Aquello que comenzó hace casi dos mil años, en una región alejada del
imperio romano, como un rumor de unas
pocas personas, se convirtió pronto en un grito de alegría que se escuchó por
todo el imperio: “¡Jesús vive!”. Una
fuerza imparable hizo que en poco tiempo miles de comunidades surgiesen por
todos los países. Y hasta hoy, miles de
generaciones que han celebrado y repetido lo mismo y que nos han transmitido el
mismo mensaje que hoy aquí estamos celebrando:
“Jesús vive. La muerte ha sido
vencida. El amor es más fuerte que la
muerte.” ¿Cómo podemos explicarnos la
repercusión tan importante de este mensaje en la historia de la humanidad? ¿Es sólo una cuestión humana...? Nosotros los creyentes sabemos que ha sido el
Espíritu de Jesús actuando en el corazón de todos los hombres y mujeres que han
creído en El. Es el Espíritu el que ha levantado
y levanta también hoy testigos que defienden la causa de la dignidad del ser
humano en las plazas y en los tribunales, es el Espíritu el que mantiene firmes
a los mártires de la intolerancia y la barbarie, es el Espíritu el que ha
movido y mueve a miles de personas a dedicarse de una manera callada y humilde
al servicio a los demás. Es el Espíritu
el que ha permitido que millones de seres humanos hayan encontrado en el
evangelio la razón y el sentido a sus vidas.

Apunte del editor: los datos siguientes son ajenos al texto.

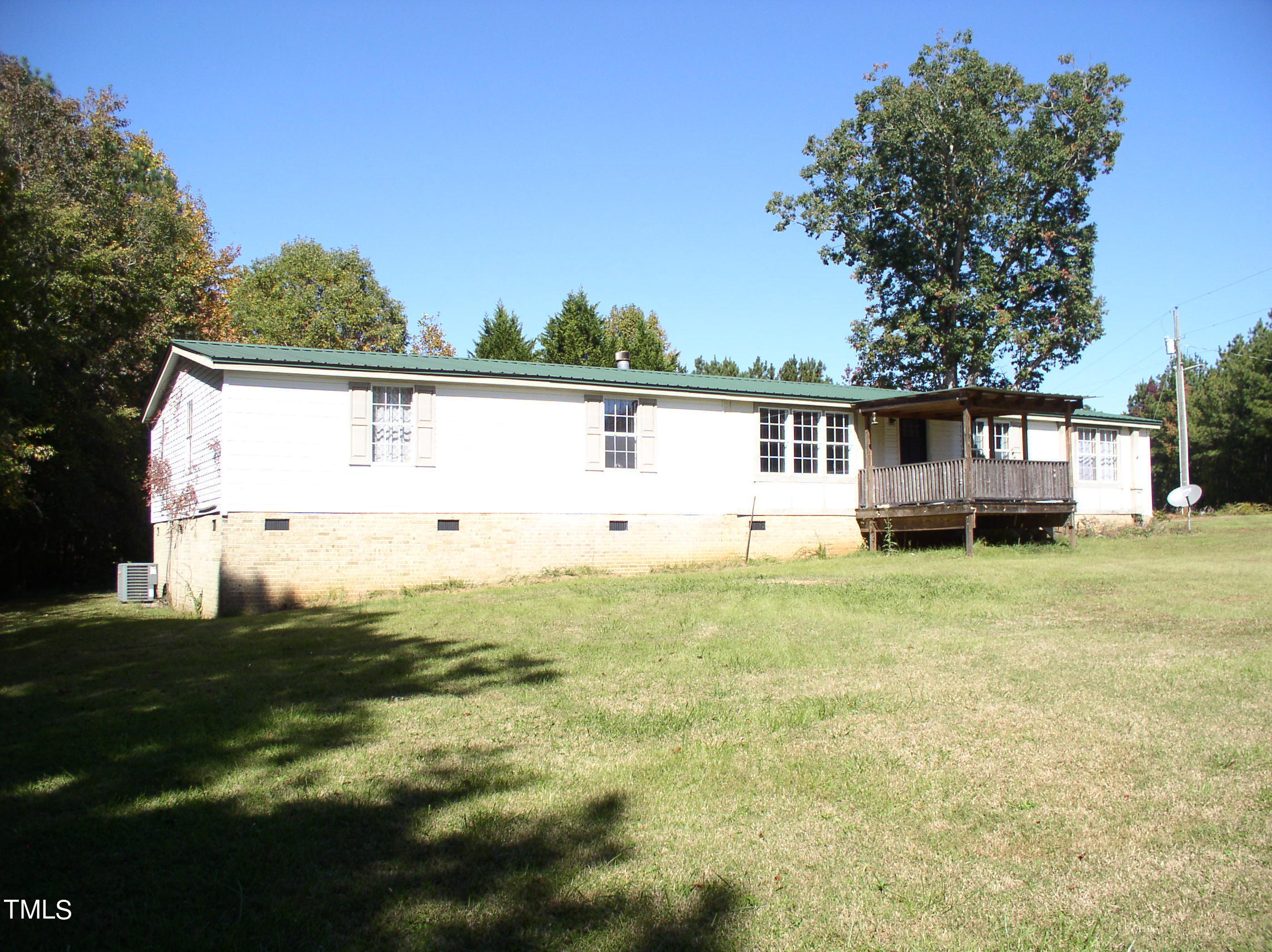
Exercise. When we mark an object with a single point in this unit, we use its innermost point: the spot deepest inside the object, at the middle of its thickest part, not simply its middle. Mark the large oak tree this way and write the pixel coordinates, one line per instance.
(103, 259)
(961, 201)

Es el Espíritu el que hoy sigue moviendo a los hombres y mujeres de
nuestro mundo a luchar por un mundo más justo, donde se respeten los derechos
humanos, donde haya más tolerancia y una sensibilidad creciente por la paz y la justicia. Es el
Espíritu el que nos ha congregado aquí a nosotros para vivificar nuestra vida con su aliento. El Espíritu es la gran herencia de Dios
Padre que nos ha dado por Jesús. El Espíritu trabaja incansable a través de
los siglos y de las generaciones hasta que todos seamos uno y nos presentemos
ante Dios Padre, con Cristo a la cabeza, en la mañana radiante de la nueva
humanidad, con una tierra nueva y unos cielos nuevos, el hogar de Dios con el
Hombre. Esta es nuestra esperanza, una
esperanza que ha comenzado a realizarse ya, comenzó en uno de nosotros: en
Jesús. Y esto es lo que celebramos hoy con la fiesta de la Ascensión del
Señor. Con Jesús la humanidad ha entrado
definitivamente en la órbita de Dios.
Cuando en el Credo proclamamos que Cristo está sentado a la derecha de
Dios Padre, estamos proclamando que algo de nosotros mismos, nuestra misma
esencia humana forma ya parte para siempre de Dios.
Hermanos,
mientras tanto, nosotros vamos caminando por la vida, confiados, alegres porque
las últimas palabras de Cristo en el mundo fueron para nosotros: “Yo estoy con
vosotros todos los días, hasta el fin del mundo”. Que su presencia nos anime a
seguir viviendo fieles al evangelio y seamos capaces de dar testimonio
cristiano.
Y
junto a la presencia del Espíritu de Jesús en medio de nosotros, la presencia
de su madre, María. Ella intercede
incansablemente por todos nosotros para que nos unamos a la gran familia de
Dios. Que ella nos proteja siempre y
nos permita acrecentar la fe que recibimos de nuestros mayores.